Tout à fait, car souvent, elles sont victimes de stigmatisation. Je sors du sujet pour vous parler de ce que m’a raconté une mère récemment. Son enfant, après avoir commis un vol mineur, a été condamné à un mois de prison. Il est ressorti avec le VIH. Ce qui s’est passé en prison, Dieu seul le sait. C’est une situation révoltante.

Que pensez-vous du travail abattu par la National Empowerment Foundation (NEF) ?

J’ai le sentiment que la NEF est dépassée. Beaucoup de directeurs ont transité à la tête de cette fondation. Je ne comprends pas ce que représente la NEF. Peut-être qu’elle a fait du bon travail, mais nous avons déjà rencontré un directeur pour résoudre un problème de logement et l’avons trouvé très indécis. Je suis content de voir que pour le poste de président de la NEF, un appel à candidatures a été lancé afin de s’assurer d’avoir « the right person at the right place ». C’est cela le changement.

La réduction de la pauvreté fait l’objet de discussions depuis longtemps. On a même vu une distribution d’allocations qui devait déboucher sur l’élimination de la pauvreté. Qu’en pensez-vous ?

À quoi servent les allocations sans planification ? Cela peut devenir une forme d’assistanat. Les bénéficiaires peuvent se dire que maintenant qu’ils ont obtenu une allocation, pourquoi devraient-ils travailler ?

Donc, malgré le développement, la fracture sociale continue d’exister…

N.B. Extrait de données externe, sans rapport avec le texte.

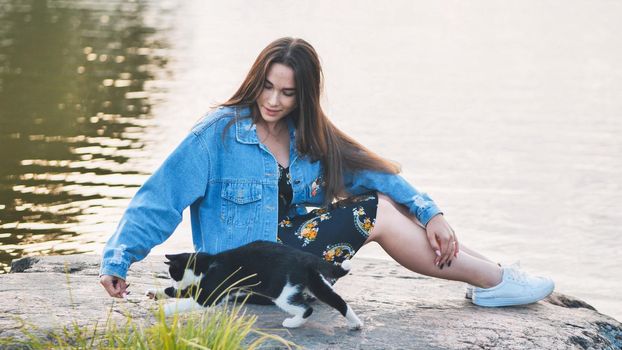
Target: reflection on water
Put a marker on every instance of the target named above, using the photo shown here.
(74, 102)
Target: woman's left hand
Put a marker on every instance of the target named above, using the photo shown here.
(443, 240)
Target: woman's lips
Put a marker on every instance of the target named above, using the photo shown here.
(271, 112)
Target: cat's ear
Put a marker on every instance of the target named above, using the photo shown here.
(172, 257)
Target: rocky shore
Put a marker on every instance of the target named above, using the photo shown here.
(401, 310)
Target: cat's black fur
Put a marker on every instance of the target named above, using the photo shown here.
(279, 274)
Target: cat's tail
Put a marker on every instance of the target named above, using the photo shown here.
(335, 271)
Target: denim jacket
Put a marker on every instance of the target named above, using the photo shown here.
(231, 186)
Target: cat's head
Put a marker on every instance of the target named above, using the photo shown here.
(181, 268)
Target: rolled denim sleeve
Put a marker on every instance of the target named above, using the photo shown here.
(156, 209)
(397, 188)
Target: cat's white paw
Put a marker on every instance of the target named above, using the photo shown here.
(153, 293)
(346, 265)
(353, 321)
(294, 322)
(150, 293)
(355, 325)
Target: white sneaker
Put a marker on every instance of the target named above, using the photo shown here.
(469, 288)
(516, 288)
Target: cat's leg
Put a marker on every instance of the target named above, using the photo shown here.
(182, 305)
(323, 290)
(292, 301)
(161, 293)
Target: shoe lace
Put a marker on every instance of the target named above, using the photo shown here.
(517, 275)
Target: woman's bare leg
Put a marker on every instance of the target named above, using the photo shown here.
(407, 243)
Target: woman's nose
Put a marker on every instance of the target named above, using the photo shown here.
(273, 99)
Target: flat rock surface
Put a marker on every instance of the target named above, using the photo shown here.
(400, 309)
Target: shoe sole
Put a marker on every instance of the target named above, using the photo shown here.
(498, 302)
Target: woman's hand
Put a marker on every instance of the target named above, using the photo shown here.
(114, 285)
(443, 240)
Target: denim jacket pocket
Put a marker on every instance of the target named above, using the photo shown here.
(241, 203)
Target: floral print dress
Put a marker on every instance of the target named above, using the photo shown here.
(335, 232)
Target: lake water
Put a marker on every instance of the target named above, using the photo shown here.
(508, 114)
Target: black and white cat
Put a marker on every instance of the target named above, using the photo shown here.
(279, 274)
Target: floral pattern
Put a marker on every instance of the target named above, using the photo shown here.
(307, 232)
(337, 253)
(362, 222)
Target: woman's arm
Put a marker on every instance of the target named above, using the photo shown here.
(156, 209)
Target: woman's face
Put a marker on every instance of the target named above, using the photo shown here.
(278, 97)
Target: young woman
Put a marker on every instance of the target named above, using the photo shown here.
(249, 169)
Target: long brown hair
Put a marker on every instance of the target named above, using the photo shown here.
(316, 136)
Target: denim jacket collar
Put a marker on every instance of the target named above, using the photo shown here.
(246, 130)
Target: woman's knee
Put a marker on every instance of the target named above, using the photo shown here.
(386, 213)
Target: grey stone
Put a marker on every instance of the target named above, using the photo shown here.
(401, 309)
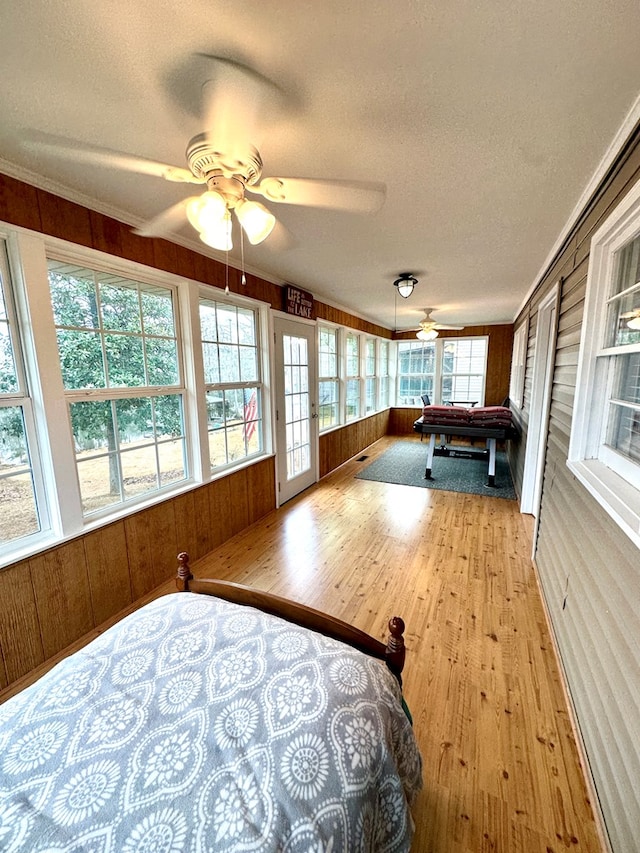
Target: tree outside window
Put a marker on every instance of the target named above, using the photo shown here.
(118, 351)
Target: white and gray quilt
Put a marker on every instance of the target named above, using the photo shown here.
(198, 726)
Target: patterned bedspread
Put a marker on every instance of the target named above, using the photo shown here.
(197, 725)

Malheureusement oui. C’est pourquoi je suis très content que le nouveau Pape ait pris le nom de Léon XIV. Lorsque j’ai entendu ce nom, cela m’a immédiatement interpellé. Cela m’a renvoyé à Léon XIII, qui a été le premier pape à publier en 1891 une encyclique sur la dignité humaine. C’était l’époque de la révolution industrielle. Il avait dénoncé le fait qu’un petit groupe s’enrichissait sur le dos d’une majorité de travailleurs qui vivait dans l’indigence. La première déclaration du Pape Léon XIV s’inscrivait dans le même ton. Il a fait clairement comprendre qu’il empruntera la même voie, c’est-à-dire la dignité humaine, la défense des travailleurs, la pauvreté et la nécessité d’agir avec les autres. Je suis convaincu qu’il consolidera ce qu’a fait le Pape François. Il a été au Pérou pendant plus de 20 ans. Il a travaillé avec des personnes vivant dans l’extrême pauvreté. Il a fait des kilomètres pour rencontrer les pauvres. C’est quelqu’un qui connaît la réalité du terrain.

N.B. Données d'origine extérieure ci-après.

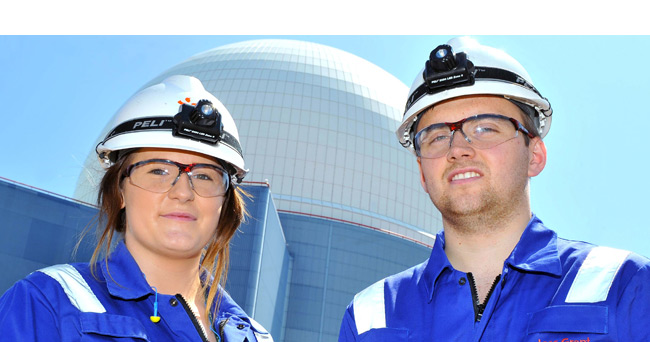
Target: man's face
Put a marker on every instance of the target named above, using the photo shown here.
(477, 182)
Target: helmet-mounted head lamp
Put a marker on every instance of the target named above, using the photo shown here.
(201, 122)
(445, 70)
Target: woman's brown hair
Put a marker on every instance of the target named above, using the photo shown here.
(112, 220)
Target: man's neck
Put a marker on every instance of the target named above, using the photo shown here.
(482, 248)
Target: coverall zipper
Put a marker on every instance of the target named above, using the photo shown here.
(478, 306)
(199, 327)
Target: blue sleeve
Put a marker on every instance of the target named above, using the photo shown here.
(26, 314)
(633, 308)
(348, 331)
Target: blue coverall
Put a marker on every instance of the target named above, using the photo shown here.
(66, 303)
(550, 289)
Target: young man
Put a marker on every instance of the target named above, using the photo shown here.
(496, 273)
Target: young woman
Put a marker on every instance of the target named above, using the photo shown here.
(169, 201)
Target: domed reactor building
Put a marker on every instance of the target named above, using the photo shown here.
(337, 204)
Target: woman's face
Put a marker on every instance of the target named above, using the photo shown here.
(175, 224)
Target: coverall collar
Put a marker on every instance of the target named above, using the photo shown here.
(536, 251)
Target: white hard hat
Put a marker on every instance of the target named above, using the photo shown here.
(177, 113)
(465, 67)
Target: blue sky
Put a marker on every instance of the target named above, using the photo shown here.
(58, 92)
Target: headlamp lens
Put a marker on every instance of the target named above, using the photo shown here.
(207, 109)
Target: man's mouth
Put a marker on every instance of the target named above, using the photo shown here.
(465, 175)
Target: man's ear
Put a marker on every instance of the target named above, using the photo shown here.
(422, 180)
(537, 156)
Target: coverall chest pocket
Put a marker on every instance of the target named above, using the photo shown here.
(108, 327)
(569, 323)
(384, 335)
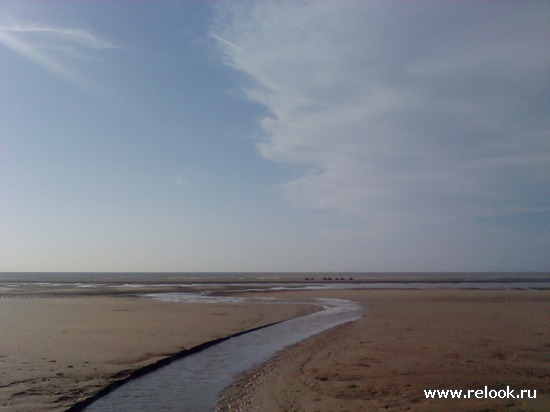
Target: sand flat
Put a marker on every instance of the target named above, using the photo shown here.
(409, 341)
(55, 351)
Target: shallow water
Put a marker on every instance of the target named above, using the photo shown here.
(194, 383)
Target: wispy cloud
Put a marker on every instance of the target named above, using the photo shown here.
(416, 109)
(51, 47)
(77, 37)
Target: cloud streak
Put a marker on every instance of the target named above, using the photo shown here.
(78, 37)
(394, 108)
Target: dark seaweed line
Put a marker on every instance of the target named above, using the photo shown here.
(136, 373)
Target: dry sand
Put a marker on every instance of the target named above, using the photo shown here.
(410, 341)
(55, 351)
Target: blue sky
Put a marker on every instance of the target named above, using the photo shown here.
(274, 136)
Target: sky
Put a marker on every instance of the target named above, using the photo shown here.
(190, 136)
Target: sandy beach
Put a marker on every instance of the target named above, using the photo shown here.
(410, 341)
(57, 350)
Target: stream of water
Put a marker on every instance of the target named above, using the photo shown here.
(194, 383)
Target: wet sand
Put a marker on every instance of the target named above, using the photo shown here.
(410, 341)
(56, 351)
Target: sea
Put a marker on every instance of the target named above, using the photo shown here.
(280, 280)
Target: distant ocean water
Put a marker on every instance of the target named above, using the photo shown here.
(338, 280)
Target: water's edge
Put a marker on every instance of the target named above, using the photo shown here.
(127, 376)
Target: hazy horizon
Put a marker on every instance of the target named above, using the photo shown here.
(274, 136)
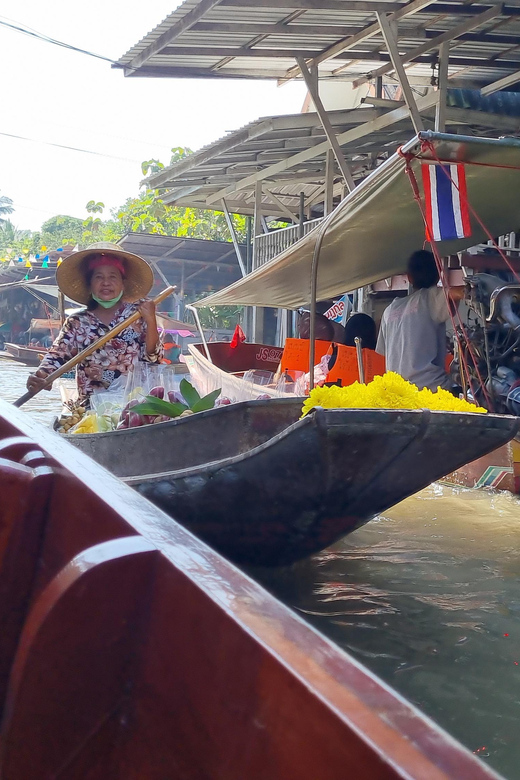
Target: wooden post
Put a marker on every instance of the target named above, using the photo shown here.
(391, 45)
(234, 239)
(325, 121)
(328, 203)
(440, 110)
(258, 313)
(61, 306)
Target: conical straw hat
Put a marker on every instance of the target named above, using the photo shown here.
(71, 276)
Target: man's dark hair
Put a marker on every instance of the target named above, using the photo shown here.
(422, 270)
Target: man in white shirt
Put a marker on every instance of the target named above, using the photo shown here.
(413, 329)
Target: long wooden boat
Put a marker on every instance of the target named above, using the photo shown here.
(262, 486)
(30, 356)
(383, 207)
(227, 365)
(130, 649)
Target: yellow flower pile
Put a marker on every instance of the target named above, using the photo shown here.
(389, 391)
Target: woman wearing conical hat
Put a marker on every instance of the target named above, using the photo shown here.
(113, 284)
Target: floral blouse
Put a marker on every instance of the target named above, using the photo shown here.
(107, 364)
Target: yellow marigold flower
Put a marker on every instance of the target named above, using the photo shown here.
(389, 391)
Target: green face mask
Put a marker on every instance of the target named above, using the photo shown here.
(110, 303)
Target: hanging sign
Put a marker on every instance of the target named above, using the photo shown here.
(339, 310)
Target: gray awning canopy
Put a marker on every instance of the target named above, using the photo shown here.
(262, 39)
(370, 235)
(288, 153)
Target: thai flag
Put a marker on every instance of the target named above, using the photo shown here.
(446, 200)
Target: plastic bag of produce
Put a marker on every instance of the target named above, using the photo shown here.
(89, 423)
(148, 379)
(108, 408)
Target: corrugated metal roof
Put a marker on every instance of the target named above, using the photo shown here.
(224, 165)
(260, 39)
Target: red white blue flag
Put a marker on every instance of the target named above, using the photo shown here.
(446, 201)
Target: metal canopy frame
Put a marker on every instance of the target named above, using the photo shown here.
(288, 155)
(181, 259)
(265, 39)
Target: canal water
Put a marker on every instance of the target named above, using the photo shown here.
(427, 596)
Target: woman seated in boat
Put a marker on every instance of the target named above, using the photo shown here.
(113, 285)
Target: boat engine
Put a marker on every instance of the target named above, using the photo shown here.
(493, 331)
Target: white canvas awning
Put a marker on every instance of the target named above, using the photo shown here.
(372, 232)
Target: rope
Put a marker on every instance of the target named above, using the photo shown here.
(445, 285)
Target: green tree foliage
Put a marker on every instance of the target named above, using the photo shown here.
(145, 213)
(225, 317)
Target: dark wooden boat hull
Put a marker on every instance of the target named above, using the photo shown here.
(290, 487)
(130, 650)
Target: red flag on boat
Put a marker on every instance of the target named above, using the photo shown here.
(238, 337)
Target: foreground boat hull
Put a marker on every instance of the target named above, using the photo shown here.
(292, 487)
(129, 649)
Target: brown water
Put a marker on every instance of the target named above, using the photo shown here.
(428, 597)
(13, 377)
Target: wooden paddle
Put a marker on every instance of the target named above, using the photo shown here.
(90, 349)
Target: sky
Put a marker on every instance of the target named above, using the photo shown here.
(55, 96)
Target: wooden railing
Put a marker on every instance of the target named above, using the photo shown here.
(128, 648)
(271, 244)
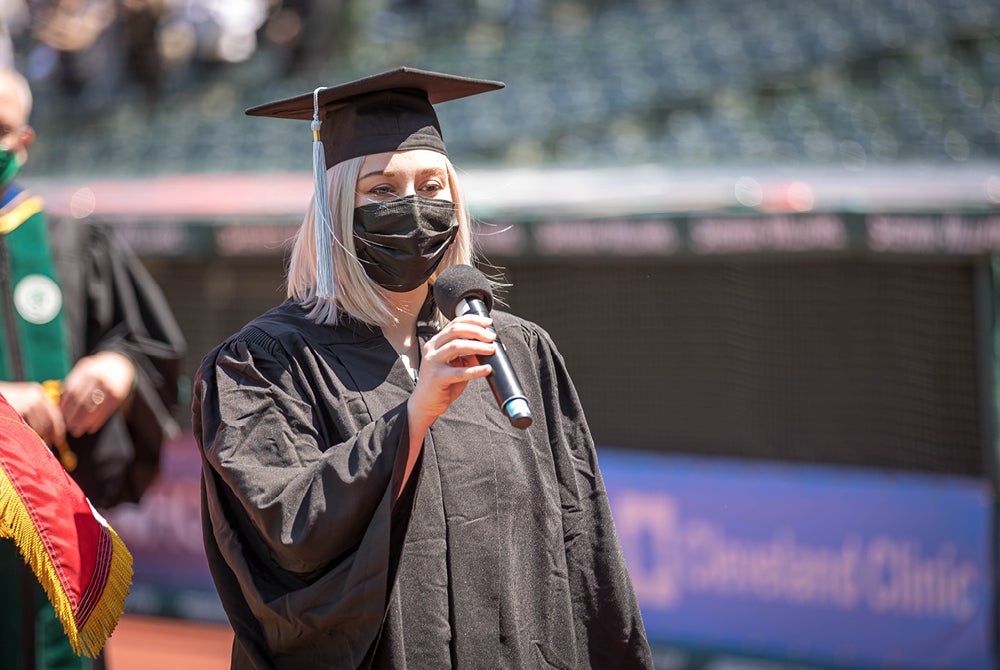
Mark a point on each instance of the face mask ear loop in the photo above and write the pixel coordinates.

À votre avis, le secteur privé s’intéresse-t-il suffisamment à cette question de la pauvreté ?

Je dois dire que dans tous les combats que nous avons menés jusqu’à présent, que ce soit en faveur du logement social, etc., certaines compagnies privées nous ont beaucoup aidés. Comme vous le savez, il n’est pas facile de faire face à des situations de plus en plus difficiles. Il n’est pas facile d’aider financièrement ceux qui sont dans le besoin. Il faut apprécier le fait qu’il y a aussi une ligne de communication avec les autorités concernées. Pour les logements, nous avons eu des séances de travail avec le directeur de la NHDC qui nous a beaucoup soutenus. Il y a encore beaucoup à faire.

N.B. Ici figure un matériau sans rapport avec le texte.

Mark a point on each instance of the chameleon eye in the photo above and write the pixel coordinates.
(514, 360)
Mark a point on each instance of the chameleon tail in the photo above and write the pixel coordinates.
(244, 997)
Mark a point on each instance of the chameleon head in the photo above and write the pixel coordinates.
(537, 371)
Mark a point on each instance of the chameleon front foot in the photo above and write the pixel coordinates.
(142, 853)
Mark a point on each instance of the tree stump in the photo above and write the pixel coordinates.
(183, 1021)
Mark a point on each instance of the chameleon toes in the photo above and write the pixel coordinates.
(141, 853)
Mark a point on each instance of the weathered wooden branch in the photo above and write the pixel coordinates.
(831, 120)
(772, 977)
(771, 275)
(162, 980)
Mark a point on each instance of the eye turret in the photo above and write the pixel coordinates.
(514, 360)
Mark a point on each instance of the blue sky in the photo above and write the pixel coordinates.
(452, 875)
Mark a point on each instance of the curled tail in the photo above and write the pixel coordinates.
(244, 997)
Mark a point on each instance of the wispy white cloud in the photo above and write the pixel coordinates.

Avez-vous une idée de l’agenda de la journée de travail de samedi ?

La journée commencera par une déclaration de Marie Michèle Étienne. Les détenus nous aideront à prier. J’expliquerai en deux mots l’importance de la session de travail. Ensuite, nous écouterons les participants.

Qui sera présent samedi ?

Il y aura l’ATD Quart Monde, le Centre de solidarité pour une nouvelle vie, des toxicomanes qui souhaitent intervenir, des associations engagées dans l’alphabétisation, celles engagées dans les services touchant au logement, la Case à Lire, les détenus, entre autres.

Finalement, quel message souhaiteriez-vous transmettre ?

Je voudrais dire que la pauvreté touche tout le monde. Chacun doit se sentir concerné par la question de la pauvreté. Nous parlons d’une Église missionnaire, tout le monde, sans exception, doit se sentir concerné par la question de la pauvreté. Il faut avoir une Église qui va vers les périphéries afin de comprendre la misère des personnes.